A total of five active substances were identified for which dog short‐term toxicity study appears to be the most relevant for risk assessment and for which the previous factors were not able to explain the higher sensitivity observed in dogs. However, a clear case where the dog was critical for the assessment of human relevant endpoints of toxicity based on closer physiological similarities with humans was not identified. While assessing the database, it became clear that for some active substances the identification of the dog as the most sensitive species required additional evidence.

Allometric scaling was used as a default screening approach; though, it was recognised that this approach has limitations because it is not considering the impact of the differences in metabolism and ADME characteristics among species. With highly metabolised chemicals it is known that species differences in metabolism are likely to account for differences in target organ toxicity and for the different sensitivity (Martignoni et al. 2006). The recently published Scientific Opinion on testing and interpretation of comparative in vitro metabolism studies (EFSA PPR Panel, 2021), provides a scientific and regulatory framework aimed to illustrate the testing strategy that should be applied to investigate interspecies comparative in vitro metabolism and is representing an important step forward for a correct selection of the laboratory species.

Exploring future directions

The current retrospective analyses were limited to the assessment of ADI, however it should be noted that, as also reported in the HSE report (HSE, 2013), dog short‐term toxicity studies were mostly utilised in the pesticide area for the selection of the AOEL (48% compared to 31% of ADIs).

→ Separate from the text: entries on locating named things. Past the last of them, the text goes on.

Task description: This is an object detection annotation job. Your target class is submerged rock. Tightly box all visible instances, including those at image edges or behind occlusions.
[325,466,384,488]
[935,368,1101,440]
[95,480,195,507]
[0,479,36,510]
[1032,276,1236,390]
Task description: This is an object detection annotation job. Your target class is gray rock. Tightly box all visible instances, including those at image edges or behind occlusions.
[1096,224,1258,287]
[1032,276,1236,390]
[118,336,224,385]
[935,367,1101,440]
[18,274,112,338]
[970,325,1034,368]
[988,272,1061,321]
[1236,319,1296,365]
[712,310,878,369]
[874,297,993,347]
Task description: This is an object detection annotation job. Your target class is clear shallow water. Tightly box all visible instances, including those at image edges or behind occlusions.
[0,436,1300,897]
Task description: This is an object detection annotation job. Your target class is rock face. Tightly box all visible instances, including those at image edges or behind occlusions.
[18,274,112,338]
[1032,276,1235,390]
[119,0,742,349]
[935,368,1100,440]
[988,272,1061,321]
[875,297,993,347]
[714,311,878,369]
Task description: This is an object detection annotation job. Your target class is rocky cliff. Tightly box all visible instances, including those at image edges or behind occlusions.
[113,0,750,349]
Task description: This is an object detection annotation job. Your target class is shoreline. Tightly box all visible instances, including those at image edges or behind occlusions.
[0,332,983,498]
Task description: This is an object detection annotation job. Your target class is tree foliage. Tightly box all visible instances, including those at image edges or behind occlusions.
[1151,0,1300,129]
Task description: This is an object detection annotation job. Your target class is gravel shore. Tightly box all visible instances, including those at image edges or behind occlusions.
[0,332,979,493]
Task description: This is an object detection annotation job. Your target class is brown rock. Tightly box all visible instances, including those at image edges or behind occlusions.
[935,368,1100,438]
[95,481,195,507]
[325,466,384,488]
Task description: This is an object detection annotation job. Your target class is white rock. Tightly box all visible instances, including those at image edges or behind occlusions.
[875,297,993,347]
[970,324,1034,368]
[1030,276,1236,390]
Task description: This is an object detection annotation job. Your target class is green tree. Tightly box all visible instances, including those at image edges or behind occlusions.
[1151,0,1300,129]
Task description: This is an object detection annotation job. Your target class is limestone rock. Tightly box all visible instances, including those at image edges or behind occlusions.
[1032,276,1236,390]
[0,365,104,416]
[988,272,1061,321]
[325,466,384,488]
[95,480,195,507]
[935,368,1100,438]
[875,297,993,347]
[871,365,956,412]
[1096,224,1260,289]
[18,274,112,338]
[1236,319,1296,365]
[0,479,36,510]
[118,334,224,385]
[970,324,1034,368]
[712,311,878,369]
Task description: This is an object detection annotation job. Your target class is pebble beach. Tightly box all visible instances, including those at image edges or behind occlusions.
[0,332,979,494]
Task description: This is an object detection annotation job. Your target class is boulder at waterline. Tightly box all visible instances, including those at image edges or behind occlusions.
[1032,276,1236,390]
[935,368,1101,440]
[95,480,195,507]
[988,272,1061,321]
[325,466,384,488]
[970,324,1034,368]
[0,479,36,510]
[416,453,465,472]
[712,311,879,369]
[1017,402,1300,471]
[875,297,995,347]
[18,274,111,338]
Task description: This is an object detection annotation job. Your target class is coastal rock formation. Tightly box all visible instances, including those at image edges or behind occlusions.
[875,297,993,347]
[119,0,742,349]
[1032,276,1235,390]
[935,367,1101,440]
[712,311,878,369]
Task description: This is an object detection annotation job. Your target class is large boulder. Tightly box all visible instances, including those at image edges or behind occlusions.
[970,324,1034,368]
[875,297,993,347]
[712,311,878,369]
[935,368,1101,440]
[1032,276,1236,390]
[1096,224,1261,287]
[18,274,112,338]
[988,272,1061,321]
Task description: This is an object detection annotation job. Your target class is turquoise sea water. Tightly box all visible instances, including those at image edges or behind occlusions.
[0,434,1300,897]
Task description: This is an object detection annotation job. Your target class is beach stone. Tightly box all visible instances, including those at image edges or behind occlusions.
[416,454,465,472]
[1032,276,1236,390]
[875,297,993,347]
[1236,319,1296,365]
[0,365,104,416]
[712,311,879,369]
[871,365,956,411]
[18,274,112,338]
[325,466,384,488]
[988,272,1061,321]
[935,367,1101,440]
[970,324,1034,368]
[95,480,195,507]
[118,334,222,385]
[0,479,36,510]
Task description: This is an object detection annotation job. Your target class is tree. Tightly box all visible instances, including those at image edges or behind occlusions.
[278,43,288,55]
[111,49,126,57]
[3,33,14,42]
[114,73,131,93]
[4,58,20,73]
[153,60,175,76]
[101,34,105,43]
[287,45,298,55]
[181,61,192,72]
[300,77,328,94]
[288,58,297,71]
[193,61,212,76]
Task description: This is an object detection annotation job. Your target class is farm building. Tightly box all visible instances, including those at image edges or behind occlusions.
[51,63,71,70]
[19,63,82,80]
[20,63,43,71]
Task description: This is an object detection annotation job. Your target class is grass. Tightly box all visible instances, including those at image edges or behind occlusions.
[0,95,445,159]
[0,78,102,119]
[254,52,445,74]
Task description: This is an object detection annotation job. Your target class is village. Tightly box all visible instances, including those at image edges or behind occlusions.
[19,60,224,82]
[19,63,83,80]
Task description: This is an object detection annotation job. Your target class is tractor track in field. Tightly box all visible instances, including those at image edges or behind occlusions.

A more detailed evaluation of the unique characteristic of the dog compared to other species should be conducted for the substances were the dog showed a higher level of sensitivity i.e. lower overall no‐observed adverse effect level (NOAEL). Currently, the comparative is scientifically the most appropriate tool for the selection of the toxicological species and should be included as part of the decision‐making process to consider the inclusion of the dog in the regulatory risk assessment of pesticides.

Efforts should focus on identifying which critical scientific and regulatory questions dog studies are addressing, evaluate the cost/benefit of animal use and the impact of dog studies on the paradigm shift from observational endpoints to a more mechanistic reasoning using human‐relevant systems to evaluate biological processes. From the regulatory perspective the critical question to be addressed is regarding the impact of the dog on the protection goal as regards human population. Continuation of recommending dog as testing species should be done only if it is beneficial or if alternative approaches are not suitable.

Although the retrospective analysis remains a critical element to understand the usefulness of the dog as part of the data requirement, it is necessary to elaborate a decision‐making process able to scientifically justify the inclusion or exclusion of the dog in the pesticide risk assessment. The paradigm shift must be convincing for all stakeholders included in the process and a guarantee of safety. A strategy based on a tiered approach and the use of comparative in vitro metabolism systems should be therefore explored for concluding on the relevant species selection and eliminate the use of the dog when its inclusion is not representing a real benefit in the risk assessment of pesticides.